In its mission statement, PCORI says it "helps people make informed health care decisions – and improves health care delivery and outcomes – by producing and promoting high-integrity, evidence-based information that comes from research guided by patients, caregivers, and the broader health care community."

The board of governors has met eight times since November 2010. In late January, it issued a priority list that focused on five areas:

• Assessment of Options for Prevention, Diagnosis, and Treatment.

• Improving Health Care Systems.

• Communication and Dissemination Research.

• Addressing Disparities.

• Accelerating Patient-Centered Outcomes Research and Methodological Research.

"We want to hear from patients, caregivers, providers, and the wider health care community on whether our draft priorities and initial research agenda capture the broad areas where more evidence-based information is needed to make better decisions," PCORI Board Chair Eugene Washington, said in a statement.

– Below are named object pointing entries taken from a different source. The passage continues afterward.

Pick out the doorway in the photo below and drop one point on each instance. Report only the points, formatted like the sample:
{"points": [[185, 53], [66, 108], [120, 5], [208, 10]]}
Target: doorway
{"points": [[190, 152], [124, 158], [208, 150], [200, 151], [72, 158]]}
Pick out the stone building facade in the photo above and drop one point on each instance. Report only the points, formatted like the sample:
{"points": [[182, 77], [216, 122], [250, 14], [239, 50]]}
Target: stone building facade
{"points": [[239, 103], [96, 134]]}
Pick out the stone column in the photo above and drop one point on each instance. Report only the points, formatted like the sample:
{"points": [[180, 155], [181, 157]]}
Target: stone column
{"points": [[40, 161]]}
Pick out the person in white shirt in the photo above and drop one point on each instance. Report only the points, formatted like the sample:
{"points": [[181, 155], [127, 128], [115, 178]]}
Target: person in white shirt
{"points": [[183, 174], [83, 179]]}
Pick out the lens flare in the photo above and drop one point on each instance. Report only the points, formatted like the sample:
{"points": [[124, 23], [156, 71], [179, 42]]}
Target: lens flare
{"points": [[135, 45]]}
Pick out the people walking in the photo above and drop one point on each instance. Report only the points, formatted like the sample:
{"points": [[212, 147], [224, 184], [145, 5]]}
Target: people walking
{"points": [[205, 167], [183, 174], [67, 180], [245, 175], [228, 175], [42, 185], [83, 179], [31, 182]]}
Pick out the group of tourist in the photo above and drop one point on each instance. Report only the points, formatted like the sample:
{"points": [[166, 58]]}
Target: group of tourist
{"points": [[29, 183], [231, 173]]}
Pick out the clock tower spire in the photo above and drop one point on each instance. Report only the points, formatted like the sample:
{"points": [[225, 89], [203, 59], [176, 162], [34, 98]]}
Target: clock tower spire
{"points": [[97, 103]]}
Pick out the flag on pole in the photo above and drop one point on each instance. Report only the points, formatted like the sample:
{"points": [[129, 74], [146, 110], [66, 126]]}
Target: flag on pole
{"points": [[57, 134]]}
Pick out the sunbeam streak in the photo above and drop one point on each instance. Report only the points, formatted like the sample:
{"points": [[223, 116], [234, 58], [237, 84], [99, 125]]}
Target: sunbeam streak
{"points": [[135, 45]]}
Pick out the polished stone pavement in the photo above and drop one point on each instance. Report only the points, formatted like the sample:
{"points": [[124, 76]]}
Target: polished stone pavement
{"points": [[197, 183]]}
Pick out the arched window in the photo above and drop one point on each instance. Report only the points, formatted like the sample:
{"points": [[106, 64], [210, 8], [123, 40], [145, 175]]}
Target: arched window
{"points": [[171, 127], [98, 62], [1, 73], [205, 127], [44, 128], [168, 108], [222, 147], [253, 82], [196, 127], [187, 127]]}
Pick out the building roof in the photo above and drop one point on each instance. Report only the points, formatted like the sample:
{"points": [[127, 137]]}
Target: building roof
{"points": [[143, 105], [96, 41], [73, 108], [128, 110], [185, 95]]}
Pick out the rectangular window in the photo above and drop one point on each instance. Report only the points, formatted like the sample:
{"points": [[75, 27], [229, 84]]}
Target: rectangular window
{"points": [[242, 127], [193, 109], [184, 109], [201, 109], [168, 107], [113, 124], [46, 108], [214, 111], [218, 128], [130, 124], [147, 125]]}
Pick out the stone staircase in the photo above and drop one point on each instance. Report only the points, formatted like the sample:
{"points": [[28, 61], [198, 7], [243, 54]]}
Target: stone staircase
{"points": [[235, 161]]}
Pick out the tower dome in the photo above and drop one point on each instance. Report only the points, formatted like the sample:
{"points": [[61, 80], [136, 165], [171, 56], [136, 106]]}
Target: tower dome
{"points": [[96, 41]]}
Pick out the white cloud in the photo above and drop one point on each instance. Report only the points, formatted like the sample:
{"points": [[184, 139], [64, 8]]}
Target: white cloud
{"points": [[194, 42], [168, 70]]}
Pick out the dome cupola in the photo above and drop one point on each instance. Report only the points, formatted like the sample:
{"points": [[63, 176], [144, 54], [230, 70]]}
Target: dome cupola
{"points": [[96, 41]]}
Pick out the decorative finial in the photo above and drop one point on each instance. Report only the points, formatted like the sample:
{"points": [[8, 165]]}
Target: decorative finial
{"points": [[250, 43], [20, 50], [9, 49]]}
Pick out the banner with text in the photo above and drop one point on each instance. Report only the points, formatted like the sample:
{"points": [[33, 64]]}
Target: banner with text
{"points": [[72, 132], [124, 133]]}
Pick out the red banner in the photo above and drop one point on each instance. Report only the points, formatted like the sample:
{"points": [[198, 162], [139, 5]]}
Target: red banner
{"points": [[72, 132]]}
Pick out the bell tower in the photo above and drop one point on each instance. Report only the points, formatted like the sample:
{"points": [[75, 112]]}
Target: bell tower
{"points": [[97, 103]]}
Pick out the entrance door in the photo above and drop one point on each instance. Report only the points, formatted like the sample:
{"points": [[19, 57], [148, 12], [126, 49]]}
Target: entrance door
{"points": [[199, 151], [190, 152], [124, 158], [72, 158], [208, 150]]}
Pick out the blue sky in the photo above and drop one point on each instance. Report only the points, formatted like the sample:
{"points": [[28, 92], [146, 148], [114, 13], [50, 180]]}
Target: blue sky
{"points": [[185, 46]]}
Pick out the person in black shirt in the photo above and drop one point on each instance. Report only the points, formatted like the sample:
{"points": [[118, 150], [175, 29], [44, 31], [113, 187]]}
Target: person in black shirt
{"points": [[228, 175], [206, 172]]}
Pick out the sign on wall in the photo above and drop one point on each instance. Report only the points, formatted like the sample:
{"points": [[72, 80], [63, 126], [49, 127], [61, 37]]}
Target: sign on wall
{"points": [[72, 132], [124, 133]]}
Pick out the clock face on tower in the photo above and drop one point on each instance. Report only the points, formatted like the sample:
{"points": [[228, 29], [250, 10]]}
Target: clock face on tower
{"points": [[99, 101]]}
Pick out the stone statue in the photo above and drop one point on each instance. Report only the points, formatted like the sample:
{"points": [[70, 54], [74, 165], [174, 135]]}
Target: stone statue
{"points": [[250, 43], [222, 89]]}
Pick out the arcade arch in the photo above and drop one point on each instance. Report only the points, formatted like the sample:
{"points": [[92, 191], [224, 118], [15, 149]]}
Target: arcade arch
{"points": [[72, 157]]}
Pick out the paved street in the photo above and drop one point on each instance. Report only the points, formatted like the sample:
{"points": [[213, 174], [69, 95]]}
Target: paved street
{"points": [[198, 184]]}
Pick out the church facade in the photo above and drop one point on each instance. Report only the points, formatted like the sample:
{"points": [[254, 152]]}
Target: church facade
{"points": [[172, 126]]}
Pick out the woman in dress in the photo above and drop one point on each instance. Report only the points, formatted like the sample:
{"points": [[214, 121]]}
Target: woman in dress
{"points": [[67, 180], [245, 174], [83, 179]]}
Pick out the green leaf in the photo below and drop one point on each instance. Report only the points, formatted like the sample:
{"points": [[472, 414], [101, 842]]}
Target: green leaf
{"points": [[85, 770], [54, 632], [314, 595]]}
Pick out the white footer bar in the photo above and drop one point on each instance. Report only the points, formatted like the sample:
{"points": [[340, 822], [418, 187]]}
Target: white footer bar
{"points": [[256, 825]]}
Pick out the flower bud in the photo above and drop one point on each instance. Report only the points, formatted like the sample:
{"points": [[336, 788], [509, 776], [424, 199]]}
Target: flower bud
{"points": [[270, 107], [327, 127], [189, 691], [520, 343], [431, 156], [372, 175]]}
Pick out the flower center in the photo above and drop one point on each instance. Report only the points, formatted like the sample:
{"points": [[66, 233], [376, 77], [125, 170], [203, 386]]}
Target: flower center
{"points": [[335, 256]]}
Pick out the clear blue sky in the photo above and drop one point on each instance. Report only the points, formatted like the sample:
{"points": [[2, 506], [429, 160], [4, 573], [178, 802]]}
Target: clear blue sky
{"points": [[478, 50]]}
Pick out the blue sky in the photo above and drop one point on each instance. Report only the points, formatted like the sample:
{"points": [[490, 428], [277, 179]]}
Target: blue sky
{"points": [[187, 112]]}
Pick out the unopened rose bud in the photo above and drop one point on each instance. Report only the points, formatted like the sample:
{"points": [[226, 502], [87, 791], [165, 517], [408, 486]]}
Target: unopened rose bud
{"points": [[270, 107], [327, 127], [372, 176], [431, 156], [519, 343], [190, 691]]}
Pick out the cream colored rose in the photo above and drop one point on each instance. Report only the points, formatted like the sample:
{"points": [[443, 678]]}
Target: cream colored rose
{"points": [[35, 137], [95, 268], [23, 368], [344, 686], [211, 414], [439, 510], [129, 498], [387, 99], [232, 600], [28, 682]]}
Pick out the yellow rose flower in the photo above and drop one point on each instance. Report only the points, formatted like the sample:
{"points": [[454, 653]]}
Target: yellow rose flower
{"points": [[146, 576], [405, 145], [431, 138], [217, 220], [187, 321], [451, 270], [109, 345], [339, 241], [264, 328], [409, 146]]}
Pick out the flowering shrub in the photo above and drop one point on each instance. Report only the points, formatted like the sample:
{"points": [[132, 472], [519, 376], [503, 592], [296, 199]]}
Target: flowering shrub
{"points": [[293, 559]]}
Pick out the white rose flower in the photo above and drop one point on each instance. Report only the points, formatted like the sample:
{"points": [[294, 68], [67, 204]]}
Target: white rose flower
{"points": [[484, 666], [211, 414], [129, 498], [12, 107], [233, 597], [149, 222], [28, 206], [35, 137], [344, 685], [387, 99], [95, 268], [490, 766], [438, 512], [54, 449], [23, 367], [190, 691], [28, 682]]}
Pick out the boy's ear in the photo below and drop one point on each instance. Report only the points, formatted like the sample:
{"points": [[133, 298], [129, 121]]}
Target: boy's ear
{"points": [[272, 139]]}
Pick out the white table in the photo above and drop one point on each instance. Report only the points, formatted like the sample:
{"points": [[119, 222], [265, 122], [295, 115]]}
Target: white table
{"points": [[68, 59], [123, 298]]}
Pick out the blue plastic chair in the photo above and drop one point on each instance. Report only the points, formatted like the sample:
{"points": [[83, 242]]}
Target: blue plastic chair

Dr. Joe Selby, PCORI executive director, added, "This initial agenda does not limit which conditions or treatments will be studied. It is a starting point."

The organization did spell out in its draft where it thinks research should focus in each of the five broad areas. For instance, research comparing prevention, diagnosis, and treatment options should focus on "clinical options with emphasis on patient preferences and decision making."

To accelerate patient-centered research, proposals should hone in on "use of registries and clinical data networks to support research about patient-centered outcomes."

The draft is very likely to change. The organization is seeking public comment until March 15. It will hold a "national forum" in the District of Columbia on Feb. 27. PCORI said that once it gathers all the public feedback, it will publish a report summarizing the input and how it led to changes in the draft.

The research priorities then have to be approved by the PCORI board of governors. The organization said it will issue its first grants in May.

PCORI expects to have about $150 million in funding in 2012. Beginning in 2013, it will be funded by a tax on each insured American – through private insurance or Medicare. It will receive an estimated $500 million a year.

Meanwhile, the consulting company Avalere Health is predicting where the Centers for Medicare and Medicaid Services will head with its comparative effectiveness research in 2012. The CMS conducts analyses of various technologies and therapies in making its National Coverage Decisions (NCDs).

In 2008, the CMS issued a list of 20 potential topics for public comment. So far, the agency has acted on 7 of those topics, Avalere noted in its report.

Avalere expects that in 2012, the CMS will focus heavily on oncology and molecular diagnostics, with a concentration on non–small-cell lung cancer therapies, localized prostate cancer treatments, pharmacogenomic testing for breast and colon cancers, and prostate and lung cancer screening.

The consulting company said that oncology is ripe for exploration by the CMS, in part because of an influx of costly new therapies and diagnostic tests, in particular, those that tailor a therapy to the patient. Forty-six percent of the 241 genetic tests that are approved and available for clinical use are for cancer, according to Avalere.

There have been no NCDs on molecular tests for oncology, but there have been decisions by local Medicare contractors, mostly negative.